SpaceX gets stunning heat-shield wear after NASA’s astronaut mission

  • SpaceX discovered an unexpected erosion on the crew shield Drew spaceship’s heat shield after its first astronaut mission.
  • A SpaceX executive said the crew members – NASA astronauts Bob Bacon and Doug Hurley – were never in danger.
  • But as a precaution, SpaceX has updated the heat shield ahead of its next crew launch in October.
  • For more stories visit the Business Insider homepage.

Officials on Tuesday discovered unexpected damage to part of their crew dragon space capsule after carrying its first astronaut this summer.

The DEMO-2 mission sent NASA astronauts Bob Behnken and Doug Hurley to the International Space Station on 30 May. The two stayed there for two months, then forecast a furious fall through the Earth’s atmosphere to filter into the Gulf of Mexico on 2 August. .

But after the company reopened and studied the toasted space capsule, the testers noticed something unusual: deep erosion on the crew shield’s heat shield.

The thermal protection system is a collection of heat-resistant tiles that line the spacecraft’s weak underbelly. It protects crew dragons by deflecting and absorbing heat that can reach 3,500 degrees Fahrenheit, while the space capsule dips through the atmosphere and creates superheated plasma upon its return to Earth.

SpaceX hoped to find some wear and tear, but not much of it.

spacex crew dragon spacecraft atmospheric reentry hot plasma heat shield earth return youtube sm

A depiction of SpaceX’s crew dragon spaceship, returning to Earth with an explosion of plasma next to its heat shield.

SpaceX via YouTube

“We found that on a tile, a little bit more erosion, that we wanted to see,” SpaceX’s vice president of build and flight reliability Hans Koigsman told reporters during a briefing on Tuesday.

Koenigsmann stated that the affected part of the heat shield is close to the “tension ties” that connect the Crew Dragon to its large cylindrical trunk. (The trunk helps the spacecraft circulate into orbit, but is thrown away before the spacecraft reopens.) One of the four areas surrounded by those stress relationships got away with being rubbed with hot-plasma Because Behenken and Hurley return to Earth.

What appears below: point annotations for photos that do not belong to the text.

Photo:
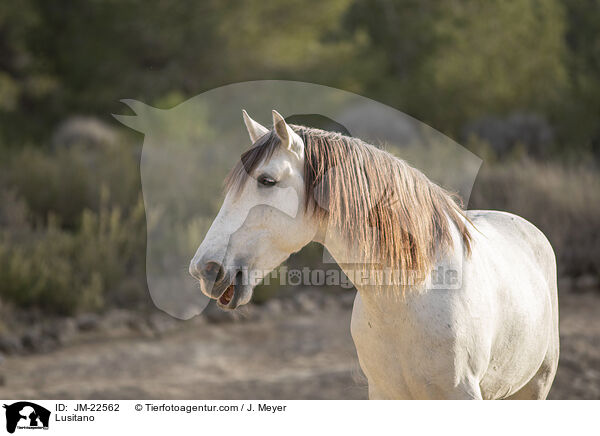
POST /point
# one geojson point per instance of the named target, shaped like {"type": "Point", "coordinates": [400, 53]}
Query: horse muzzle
{"type": "Point", "coordinates": [216, 283]}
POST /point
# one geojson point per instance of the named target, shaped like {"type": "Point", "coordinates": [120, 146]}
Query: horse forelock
{"type": "Point", "coordinates": [397, 217]}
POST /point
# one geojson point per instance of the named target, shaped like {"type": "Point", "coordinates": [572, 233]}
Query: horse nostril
{"type": "Point", "coordinates": [213, 271]}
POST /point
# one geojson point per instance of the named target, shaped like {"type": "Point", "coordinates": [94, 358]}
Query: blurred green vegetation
{"type": "Point", "coordinates": [72, 225]}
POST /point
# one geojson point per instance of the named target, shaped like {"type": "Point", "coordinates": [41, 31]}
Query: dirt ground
{"type": "Point", "coordinates": [292, 356]}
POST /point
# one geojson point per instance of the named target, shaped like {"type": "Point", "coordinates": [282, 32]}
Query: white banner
{"type": "Point", "coordinates": [158, 417]}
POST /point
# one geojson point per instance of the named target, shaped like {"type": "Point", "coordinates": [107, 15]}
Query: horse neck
{"type": "Point", "coordinates": [378, 299]}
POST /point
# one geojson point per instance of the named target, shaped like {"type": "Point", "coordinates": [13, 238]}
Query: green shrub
{"type": "Point", "coordinates": [561, 200]}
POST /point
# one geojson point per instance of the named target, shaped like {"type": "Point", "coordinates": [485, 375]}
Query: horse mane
{"type": "Point", "coordinates": [397, 216]}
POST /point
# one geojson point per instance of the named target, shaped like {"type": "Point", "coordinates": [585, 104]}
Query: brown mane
{"type": "Point", "coordinates": [388, 208]}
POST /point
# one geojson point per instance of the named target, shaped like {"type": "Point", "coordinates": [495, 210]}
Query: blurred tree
{"type": "Point", "coordinates": [451, 62]}
{"type": "Point", "coordinates": [582, 108]}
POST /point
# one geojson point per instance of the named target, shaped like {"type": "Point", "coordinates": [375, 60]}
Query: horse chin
{"type": "Point", "coordinates": [234, 296]}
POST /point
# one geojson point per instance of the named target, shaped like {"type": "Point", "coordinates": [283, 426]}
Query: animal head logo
{"type": "Point", "coordinates": [26, 415]}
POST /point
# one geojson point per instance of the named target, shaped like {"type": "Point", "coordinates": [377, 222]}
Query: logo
{"type": "Point", "coordinates": [26, 415]}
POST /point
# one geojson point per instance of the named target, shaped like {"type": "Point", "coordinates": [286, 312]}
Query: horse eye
{"type": "Point", "coordinates": [266, 180]}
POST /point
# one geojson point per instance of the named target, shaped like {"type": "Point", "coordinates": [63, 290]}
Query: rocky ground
{"type": "Point", "coordinates": [298, 348]}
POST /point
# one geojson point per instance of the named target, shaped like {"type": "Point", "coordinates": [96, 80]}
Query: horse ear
{"type": "Point", "coordinates": [255, 130]}
{"type": "Point", "coordinates": [288, 137]}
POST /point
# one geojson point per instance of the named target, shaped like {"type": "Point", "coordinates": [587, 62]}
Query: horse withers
{"type": "Point", "coordinates": [489, 333]}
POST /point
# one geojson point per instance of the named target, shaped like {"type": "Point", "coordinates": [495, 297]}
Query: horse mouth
{"type": "Point", "coordinates": [227, 296]}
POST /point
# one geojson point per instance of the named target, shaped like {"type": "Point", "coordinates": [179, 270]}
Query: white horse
{"type": "Point", "coordinates": [491, 332]}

Nevertheless, the spacecraft and its crew returned home safely despite the unexpected problem.

“Astronauts were safe at all times and the vehicle was fully functioning,” Koenigsman said.

NASA and SpaceX revamped heat shield for next astronaut mission

Before Bacon and Hurley returned to Earth, Space X’s CEO and chief designer, Elon Musk, said that the Reventry was the part of the mission he most worried about.

NASA surveyed the heat shield for further damage to that return flight, while the crew dragon capsule was still docked at the space station. While attached to its two-month orbiting laboratory, small pieces of space debris could damage the ship’s heat shield. The inspection relied on a robot arm on the space station and some ship’s cameras but did not trigger any problems.

It was only after Behnken and Hurley returned safely to Earth that SpaceX discovered a weak spot in its heat shield.

But these issues were to find Bacon and Hurley’s flight and remove iron.

While he was considered a demo mission, Crew Drew is set to take the crew on their first regular mission known as Crew-1. NASA astronauts Mike Hopkins, Victor Glover, and Shannon Walker and Japanese astronaut Soichi Noguchi plan to board the Crew Dragon on October 31.

Kosegsman said that NASA and SpaceX have already strengthened the weaker part of the heat shield ahead of that flight.

Spacecraft crew 1

NASA Crew-1 crew members in SpaceX’s Crew Dragon (left to right): NASA astronauts Shannon Walker, Victor Glover and Mike Hopkins, as well as Jaxa’s astronaut Soichi Noguchi.

SpaceX via NASA

“We have turned a lot of materials into better materials,” Steve Spaceich, program manager for NASA’s Commercial Crew Program, which oversees SpaceX’s astronaut mission, told reporters on Tuesday. “We have improved the area between these tiles.”

NASA tested five samples of new tiles in a simulated environment that mimic the wind tunnel at the Ames Research Center in California.

“I believe we fixed this particular problem very well,” Koenigsman said. “Everything has been tested and is ready to go for the next mission.”

It is unclear why the extreme heat-shield erosion did not show up on the pre-demo mission, an un-tested flight that launched the Crew Dragon, docked at the space station, and with no human passengers back on Earth. didn `t come. Koenigsmann speculated that the capsule may not have experienced the problem because it was lighter and had a slightly different trajectory on that mission.

“At the end of the day, it’s great that we found it on this ride”, he said. “It was not an unsafe situation at all. This is the kind of thing we saw and then, basically, changed to make sure nothing bad would ever happen.”